Farsa libia
La decisión de un tribunal de apelación libio de volver a condenar a muerte a cinco enfermeras búlgaras y un médico palestino, acusados de infectar deliberadamente el virus del sida a varios centenares de niños en un hospital de Bengasi hace ocho años, es un nuevo insulto a la inteligencia. Así lo refleja la instantánea condena internacional ante la remota posibilidad de que Trípoli se atreva a mandar a los seis profesionales sanitarios frente a un pelotón de ejecución.
La contumacia judicial, tras siete meses de revisión de la causa, ignora la abrumadora evidencia científica presentada ante el tribunal. Los testimonios de máximos expertos en sida concluyen que la infección de los casi 500 niños fue anterior a la presencia en el hospital pediátrico de los seis condenados, que llevan casi ocho años encarcelados, y con toda probabilidad se debió a las pésimas prácticas higiénicas del centro. La teoría del compló foráneo contra Libia para utilizar a sus niños como cobayas puede tener predicamento en un país sometido durante décadas a un intensivo lavado de cerebro -la sentencia ha sido acogida con júbilo popular-, pero no resiste el mínimo análisis.
Muammar el Gaddafi asombró al mundo hace tres años abjurando de su pasado patrocinio del terrorismo y anunciando su voluntad de rehabilitarse. Los pasos más llamativos fueron la renuncia a sus arsenales químicos y las indemnizaciones millonarias pagadas a las víctimas del atentado ejecutado por sus servicios secretos al hacer estallar un avión de pasajeros sobre Escocia. Al dictador libio le ha ido muy bien. Ha recuperado el diálogo con EE UU y han vuelto las inversiones masivas al petróleo y el gas del país norteafricano. El cumplimiento de las sentencias arruinaría irremisiblemente esa aproximación a Occidente tan trabajada.
La exigencia de justicia de los padres de los niños, de los que medio centenar han muerto ya, debe ser satisfecha.

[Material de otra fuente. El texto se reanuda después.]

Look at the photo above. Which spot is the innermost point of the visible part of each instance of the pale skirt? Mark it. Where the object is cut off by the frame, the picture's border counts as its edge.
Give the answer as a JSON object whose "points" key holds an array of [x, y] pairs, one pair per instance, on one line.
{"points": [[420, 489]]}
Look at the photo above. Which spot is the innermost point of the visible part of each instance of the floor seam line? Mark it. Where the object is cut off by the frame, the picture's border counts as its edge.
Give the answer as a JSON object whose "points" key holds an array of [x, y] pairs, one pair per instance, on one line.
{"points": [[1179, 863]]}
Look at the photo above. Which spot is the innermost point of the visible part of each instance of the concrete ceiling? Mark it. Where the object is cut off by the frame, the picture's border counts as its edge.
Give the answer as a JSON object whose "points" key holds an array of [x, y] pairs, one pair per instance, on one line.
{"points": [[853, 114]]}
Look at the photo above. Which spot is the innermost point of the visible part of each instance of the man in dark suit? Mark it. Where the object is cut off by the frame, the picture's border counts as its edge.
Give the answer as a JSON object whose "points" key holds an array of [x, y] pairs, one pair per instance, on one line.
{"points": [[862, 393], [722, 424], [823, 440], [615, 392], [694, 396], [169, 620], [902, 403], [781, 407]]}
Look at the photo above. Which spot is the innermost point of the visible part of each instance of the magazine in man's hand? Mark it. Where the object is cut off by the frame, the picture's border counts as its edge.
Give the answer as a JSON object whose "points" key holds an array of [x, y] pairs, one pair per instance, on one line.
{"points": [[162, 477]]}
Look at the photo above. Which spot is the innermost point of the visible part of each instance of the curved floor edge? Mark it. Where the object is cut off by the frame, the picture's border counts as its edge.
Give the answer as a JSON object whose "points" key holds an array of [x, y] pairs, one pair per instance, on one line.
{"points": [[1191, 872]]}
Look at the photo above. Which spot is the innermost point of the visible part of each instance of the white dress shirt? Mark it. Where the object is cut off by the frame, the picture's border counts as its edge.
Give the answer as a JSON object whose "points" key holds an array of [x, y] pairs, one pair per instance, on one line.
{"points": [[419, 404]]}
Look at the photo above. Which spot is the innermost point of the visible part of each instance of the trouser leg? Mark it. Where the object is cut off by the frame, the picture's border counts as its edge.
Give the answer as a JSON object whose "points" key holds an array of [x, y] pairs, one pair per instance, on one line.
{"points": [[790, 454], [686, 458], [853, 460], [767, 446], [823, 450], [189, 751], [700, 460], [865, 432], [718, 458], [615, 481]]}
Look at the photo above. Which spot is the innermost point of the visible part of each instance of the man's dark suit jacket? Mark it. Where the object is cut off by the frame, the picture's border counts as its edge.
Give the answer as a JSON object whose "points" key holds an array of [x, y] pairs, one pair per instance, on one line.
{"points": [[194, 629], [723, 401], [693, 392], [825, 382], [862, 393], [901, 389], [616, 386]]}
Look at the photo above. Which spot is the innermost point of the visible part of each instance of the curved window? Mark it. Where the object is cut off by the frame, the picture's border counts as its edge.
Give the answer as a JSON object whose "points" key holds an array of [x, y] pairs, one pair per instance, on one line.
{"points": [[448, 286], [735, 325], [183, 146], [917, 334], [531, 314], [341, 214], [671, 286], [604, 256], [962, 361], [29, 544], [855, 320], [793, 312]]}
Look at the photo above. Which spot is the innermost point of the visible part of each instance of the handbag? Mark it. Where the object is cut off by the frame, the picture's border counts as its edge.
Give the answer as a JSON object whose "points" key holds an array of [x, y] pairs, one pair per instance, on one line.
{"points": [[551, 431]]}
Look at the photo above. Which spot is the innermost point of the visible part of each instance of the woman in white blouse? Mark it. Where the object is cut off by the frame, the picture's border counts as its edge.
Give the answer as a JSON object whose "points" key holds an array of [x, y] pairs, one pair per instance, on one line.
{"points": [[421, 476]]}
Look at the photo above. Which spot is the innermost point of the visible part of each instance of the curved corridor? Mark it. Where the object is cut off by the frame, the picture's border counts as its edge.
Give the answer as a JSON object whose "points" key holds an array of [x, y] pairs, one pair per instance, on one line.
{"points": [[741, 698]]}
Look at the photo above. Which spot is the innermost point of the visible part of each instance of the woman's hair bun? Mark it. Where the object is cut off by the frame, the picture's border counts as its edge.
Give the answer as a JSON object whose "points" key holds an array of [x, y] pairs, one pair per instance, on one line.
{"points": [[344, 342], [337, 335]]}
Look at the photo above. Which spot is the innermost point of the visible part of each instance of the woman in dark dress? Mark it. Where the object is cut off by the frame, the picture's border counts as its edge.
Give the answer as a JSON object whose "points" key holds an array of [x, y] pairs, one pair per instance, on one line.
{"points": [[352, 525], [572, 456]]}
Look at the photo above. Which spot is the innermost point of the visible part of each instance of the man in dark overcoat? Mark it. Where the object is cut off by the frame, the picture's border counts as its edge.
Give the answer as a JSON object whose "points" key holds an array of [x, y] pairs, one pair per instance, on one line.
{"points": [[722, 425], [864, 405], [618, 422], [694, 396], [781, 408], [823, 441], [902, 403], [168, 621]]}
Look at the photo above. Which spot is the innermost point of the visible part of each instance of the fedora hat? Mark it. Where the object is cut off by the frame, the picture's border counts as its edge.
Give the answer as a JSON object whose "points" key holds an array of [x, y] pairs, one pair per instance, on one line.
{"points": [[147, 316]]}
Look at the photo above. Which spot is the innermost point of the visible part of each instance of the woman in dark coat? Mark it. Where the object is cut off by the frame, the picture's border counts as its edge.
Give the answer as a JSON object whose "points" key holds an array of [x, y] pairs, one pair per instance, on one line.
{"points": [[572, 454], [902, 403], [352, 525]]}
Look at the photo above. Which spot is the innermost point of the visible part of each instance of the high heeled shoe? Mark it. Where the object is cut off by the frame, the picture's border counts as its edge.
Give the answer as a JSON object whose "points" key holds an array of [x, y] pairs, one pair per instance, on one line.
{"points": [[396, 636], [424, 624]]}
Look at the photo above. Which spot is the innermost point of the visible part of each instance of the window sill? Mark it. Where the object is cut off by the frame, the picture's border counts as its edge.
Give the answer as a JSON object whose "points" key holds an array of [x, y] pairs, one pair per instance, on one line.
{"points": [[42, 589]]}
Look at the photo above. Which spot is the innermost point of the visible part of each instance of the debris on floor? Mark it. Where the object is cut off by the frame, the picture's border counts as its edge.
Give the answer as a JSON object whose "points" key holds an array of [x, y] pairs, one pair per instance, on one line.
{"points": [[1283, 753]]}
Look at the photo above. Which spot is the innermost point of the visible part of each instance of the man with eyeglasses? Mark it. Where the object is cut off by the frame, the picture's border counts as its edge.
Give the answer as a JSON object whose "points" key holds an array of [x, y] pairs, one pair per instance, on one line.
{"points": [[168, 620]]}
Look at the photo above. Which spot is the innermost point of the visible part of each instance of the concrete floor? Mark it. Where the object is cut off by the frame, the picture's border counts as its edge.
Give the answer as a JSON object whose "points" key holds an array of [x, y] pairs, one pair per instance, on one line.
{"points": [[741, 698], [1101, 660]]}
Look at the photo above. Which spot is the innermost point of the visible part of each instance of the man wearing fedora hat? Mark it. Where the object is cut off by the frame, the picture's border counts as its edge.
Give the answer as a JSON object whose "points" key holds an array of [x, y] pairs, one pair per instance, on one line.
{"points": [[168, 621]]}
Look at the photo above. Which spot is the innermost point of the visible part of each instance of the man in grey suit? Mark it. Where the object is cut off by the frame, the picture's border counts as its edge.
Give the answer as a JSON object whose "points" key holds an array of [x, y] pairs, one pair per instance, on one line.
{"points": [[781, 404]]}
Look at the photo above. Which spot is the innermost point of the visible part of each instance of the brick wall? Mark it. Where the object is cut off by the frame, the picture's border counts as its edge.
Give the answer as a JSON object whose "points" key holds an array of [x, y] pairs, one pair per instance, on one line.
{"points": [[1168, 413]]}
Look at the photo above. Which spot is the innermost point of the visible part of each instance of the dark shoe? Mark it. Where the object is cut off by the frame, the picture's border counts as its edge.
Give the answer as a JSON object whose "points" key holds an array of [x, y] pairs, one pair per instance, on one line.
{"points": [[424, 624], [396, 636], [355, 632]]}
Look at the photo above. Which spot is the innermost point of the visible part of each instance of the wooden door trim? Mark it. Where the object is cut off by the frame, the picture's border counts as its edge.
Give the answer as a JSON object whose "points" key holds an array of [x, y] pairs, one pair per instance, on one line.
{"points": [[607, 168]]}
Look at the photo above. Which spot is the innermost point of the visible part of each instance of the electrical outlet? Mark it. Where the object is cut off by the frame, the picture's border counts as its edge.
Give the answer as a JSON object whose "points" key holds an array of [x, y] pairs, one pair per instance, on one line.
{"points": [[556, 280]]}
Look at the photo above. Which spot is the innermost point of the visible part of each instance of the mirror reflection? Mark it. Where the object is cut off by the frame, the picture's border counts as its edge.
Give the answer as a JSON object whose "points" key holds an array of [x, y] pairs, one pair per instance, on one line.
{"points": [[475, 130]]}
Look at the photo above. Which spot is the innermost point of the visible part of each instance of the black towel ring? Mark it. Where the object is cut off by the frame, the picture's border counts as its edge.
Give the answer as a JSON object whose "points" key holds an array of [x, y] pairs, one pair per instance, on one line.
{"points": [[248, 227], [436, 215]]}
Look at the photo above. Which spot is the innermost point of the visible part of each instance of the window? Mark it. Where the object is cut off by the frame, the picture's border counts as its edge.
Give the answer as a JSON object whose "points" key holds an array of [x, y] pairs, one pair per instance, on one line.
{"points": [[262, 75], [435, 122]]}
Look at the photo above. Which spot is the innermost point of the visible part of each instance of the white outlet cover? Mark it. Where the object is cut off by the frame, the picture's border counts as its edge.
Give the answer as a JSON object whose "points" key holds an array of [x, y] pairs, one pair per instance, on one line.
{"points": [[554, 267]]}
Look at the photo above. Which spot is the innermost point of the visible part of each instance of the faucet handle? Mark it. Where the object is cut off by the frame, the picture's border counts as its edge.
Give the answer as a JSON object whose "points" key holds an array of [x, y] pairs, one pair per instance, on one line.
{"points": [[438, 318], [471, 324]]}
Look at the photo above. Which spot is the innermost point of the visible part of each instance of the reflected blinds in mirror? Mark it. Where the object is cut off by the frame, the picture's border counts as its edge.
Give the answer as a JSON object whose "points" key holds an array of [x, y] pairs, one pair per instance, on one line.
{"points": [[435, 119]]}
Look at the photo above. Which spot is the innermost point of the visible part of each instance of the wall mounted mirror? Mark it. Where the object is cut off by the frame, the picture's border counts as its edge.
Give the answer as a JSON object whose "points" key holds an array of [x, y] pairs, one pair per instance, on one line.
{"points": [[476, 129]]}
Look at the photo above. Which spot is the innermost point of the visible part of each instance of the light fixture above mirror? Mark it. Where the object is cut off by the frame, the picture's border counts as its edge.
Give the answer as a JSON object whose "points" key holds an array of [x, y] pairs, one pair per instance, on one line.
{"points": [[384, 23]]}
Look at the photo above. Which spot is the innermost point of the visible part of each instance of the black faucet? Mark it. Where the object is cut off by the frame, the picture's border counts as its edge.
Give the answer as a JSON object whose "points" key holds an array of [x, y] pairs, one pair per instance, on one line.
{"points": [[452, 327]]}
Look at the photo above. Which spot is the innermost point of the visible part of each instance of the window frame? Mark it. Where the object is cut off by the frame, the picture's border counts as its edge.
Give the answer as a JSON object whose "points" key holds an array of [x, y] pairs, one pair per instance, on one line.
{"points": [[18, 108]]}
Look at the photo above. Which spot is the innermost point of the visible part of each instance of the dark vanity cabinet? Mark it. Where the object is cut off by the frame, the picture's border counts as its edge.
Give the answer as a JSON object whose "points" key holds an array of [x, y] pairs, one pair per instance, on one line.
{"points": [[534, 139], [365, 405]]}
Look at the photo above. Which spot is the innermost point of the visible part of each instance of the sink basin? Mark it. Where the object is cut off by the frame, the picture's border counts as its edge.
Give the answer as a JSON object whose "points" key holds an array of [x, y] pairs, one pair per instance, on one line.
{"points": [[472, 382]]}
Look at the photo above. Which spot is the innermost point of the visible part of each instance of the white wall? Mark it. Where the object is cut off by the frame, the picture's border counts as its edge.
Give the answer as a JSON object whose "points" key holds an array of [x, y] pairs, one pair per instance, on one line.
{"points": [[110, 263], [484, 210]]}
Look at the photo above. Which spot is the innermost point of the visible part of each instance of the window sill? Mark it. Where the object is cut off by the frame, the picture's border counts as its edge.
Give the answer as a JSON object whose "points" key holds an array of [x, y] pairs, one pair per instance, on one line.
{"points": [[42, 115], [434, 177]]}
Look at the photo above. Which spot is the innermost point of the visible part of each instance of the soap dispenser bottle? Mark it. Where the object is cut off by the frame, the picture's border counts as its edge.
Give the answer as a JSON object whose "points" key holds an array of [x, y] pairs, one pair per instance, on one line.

Y garantizado el mejor tratamiento posible para los que viven con la terrible incertidumbre. Pero no por los procedimientos de explotar la xenofobia o exigir a Sofia, como ha hecho Trípoli, indemnizaciones astronómicas que, además de inasumibles, equivaldrían a una impensable asunción de culpabilidad por Bulgaria. Lo que cabe esperar de esta sórdida farsa es un desenlace civilizado que aúne la reparación hacia las víctimas y el fin de los casi ocho años de pesadilla para los acusados. Gaddafi, sin cuyo conocimiento no se mueve un papel en Libia, puede y debe hacerlo.